Philosophy vs Spirituality

After writing the previous blog post, I started thinking about philosophy and spirituality. I tried to figure out my slight aversion towards philosophy–while I enjoy pondering on philosophical questions, I realize that engaging a question through a philosophical lens is just not my thing. I wouldn’t call myself in an expert in the philosophical field, but my impression is that philosophy is mostly concerned with finding answers…hence the quest for truth. Spirituality, for someone who is inclined to thinking philosophically and abides by both rationality and logic, is about finding an answer beyond argument. It is about finding the ultimate answer, or it is a contest for the ultimate answer.

For me, my way of engaging spirituality is much more intuitive; it’s more metaphorical, emotional and almost poetic. It’s all about feeling things. It’s about asking the right questions, instead of finding the right answers. It occurred to me that the general view on spirituality or the general understanding of spirituality is has to do with process and not the product. To seek to connect to the Spirit, the Universe, God, All that There Is, or whatever you address the great beyond–it is the process or the journey itself that matters. To be honest, one of the reasons why I dislike a philosophical approach is the obsession with answers, logic, and proving the others false. Personally it doesn’t feel very productive to be always arguing or trying to prove your point. I mean it’s certainly interesting, but to try to rigidly self-assert one’s point of view is kind of self-defeating. There’s the need to win, to view the world in absolutes. But the thing is the world is never absolute. Something we can know absolutely is that there is nothing absolute about the way we live or this world we live in.

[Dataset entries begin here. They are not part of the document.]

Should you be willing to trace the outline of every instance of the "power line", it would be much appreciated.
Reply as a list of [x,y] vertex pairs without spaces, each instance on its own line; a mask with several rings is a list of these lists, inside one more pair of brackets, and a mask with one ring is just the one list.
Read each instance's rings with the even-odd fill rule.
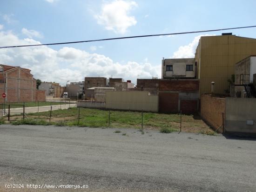
[[24,47],[24,46],[49,46],[49,45],[54,45],[70,44],[72,43],[87,43],[88,42],[101,41],[105,41],[105,40],[121,40],[123,39],[138,38],[140,37],[154,37],[154,36],[165,36],[165,35],[174,35],[188,34],[188,33],[198,33],[209,32],[217,31],[224,31],[224,30],[228,30],[230,29],[242,29],[242,28],[252,28],[252,27],[256,27],[256,26],[240,26],[238,27],[226,28],[224,29],[211,29],[211,30],[203,30],[203,31],[190,31],[190,32],[188,32],[174,33],[164,33],[164,34],[153,34],[153,35],[131,36],[128,36],[128,37],[117,37],[115,38],[101,39],[99,40],[83,40],[83,41],[79,41],[66,42],[64,43],[47,43],[47,44],[44,44],[6,46],[1,46],[0,47],[0,48],[3,49],[3,48],[7,48],[21,47]]

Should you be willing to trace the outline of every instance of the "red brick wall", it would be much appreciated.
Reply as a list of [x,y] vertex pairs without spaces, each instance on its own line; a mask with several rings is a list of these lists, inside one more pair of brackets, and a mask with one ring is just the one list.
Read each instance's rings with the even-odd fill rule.
[[162,80],[159,81],[160,91],[198,92],[199,80]]
[[[35,100],[36,82],[32,75],[19,68],[6,73],[7,101],[31,102]],[[4,84],[0,83],[1,94],[5,92]],[[4,101],[1,95],[0,102]]]
[[180,109],[182,113],[197,112],[197,100],[181,100]]
[[159,93],[159,112],[178,113],[178,93]]
[[[209,94],[201,95],[201,114],[204,120],[215,130],[222,124],[222,113],[225,117],[225,99],[212,97]],[[221,132],[222,129],[219,129]]]
[[39,101],[45,101],[46,94],[45,90],[36,90],[35,92],[35,100]]

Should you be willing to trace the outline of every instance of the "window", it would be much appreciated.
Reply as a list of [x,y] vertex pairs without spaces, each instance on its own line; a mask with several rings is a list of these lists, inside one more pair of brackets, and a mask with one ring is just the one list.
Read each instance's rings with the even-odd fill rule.
[[186,66],[186,71],[193,71],[193,65],[187,65]]
[[172,71],[172,65],[166,66],[166,71]]

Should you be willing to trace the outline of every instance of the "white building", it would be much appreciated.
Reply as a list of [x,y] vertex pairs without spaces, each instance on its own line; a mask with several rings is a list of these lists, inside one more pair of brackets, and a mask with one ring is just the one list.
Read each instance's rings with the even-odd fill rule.
[[192,79],[196,76],[195,58],[162,60],[162,79]]

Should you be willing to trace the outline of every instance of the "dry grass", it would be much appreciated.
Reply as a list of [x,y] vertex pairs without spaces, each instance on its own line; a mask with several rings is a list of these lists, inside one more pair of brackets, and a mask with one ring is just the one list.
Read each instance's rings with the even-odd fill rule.
[[[57,126],[89,127],[108,127],[108,111],[94,109],[80,109],[80,119],[78,124],[78,109],[58,110],[52,112],[51,122]],[[49,121],[50,112],[40,112],[27,114],[29,119],[44,119]],[[22,118],[18,115],[11,119],[18,120]],[[171,128],[180,130],[180,115],[178,114],[143,113],[143,128],[160,130],[161,128]],[[5,118],[5,120],[7,117]],[[211,131],[198,115],[182,115],[182,131],[203,132]],[[116,128],[141,128],[141,113],[136,112],[111,111],[110,127]]]

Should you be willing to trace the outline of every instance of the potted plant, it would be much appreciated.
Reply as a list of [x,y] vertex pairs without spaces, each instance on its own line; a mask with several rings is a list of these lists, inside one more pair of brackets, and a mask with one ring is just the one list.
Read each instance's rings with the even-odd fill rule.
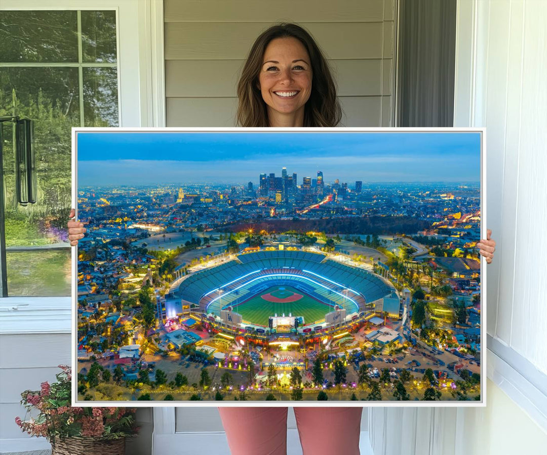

I was talking to my friend, who studied philosophy and was advising me to considering both sides of the argument before coming to a conclusion. I appreciated her insight but to me it was irrelevant. I think what I think, I don’t need to be proven right or proven wrong; my only need is the need to self-express. I don’t believe there is one correct perspective in which we have to embody when we try to think about or understand the world. That notion seems completely and utterly ridiculous to me. My personal truths are just as valid as your personal truths. The most important is: do our personal truths benefit us, empower us and make us happy? If so, what’s the point in trying to find an ultimate, absolute truth that exists beyond the Self?

Anyway. I’m getting a bit off topic here. Spirituality is about vibes; it’s about personal choices. It’s about our own personal connections and what we can personally relate to. It’s about what we choose and what we not choose. I don’t think there’s a right answer for everybody when it comes to spirituality. It’s annoying to me to think that there is an ultimate answer that will solve everybody’s problem.

“Truth will bring you freedom.” Maybe. But it is not truth that brings me freedom. If knowing something to be the truth sets me free, it is because I choose to accept the truth and allow myself to enter a state of being free. I can always choose to look the other way, ignore it, deny it, twist it and make it suit my own will. But if I don’t, it is because I choose to accept the truth as the truth. I feel like that has nothing to do with the truth itself.

SO MANY THOUGHTS!! I guess that’s what a good philosophical discussion does. But I still think that I’m not one for philosophical discussions. Someone who is well-versed in philosophy will probably think that I’m always generalizing, uttering statements based on irrational and unsubstantiated “feelings” other than logic or fact. But hey, that’s me in a nutshell. It’s how I function. You don’t have to agree with me, just like I don’t have to agree with you.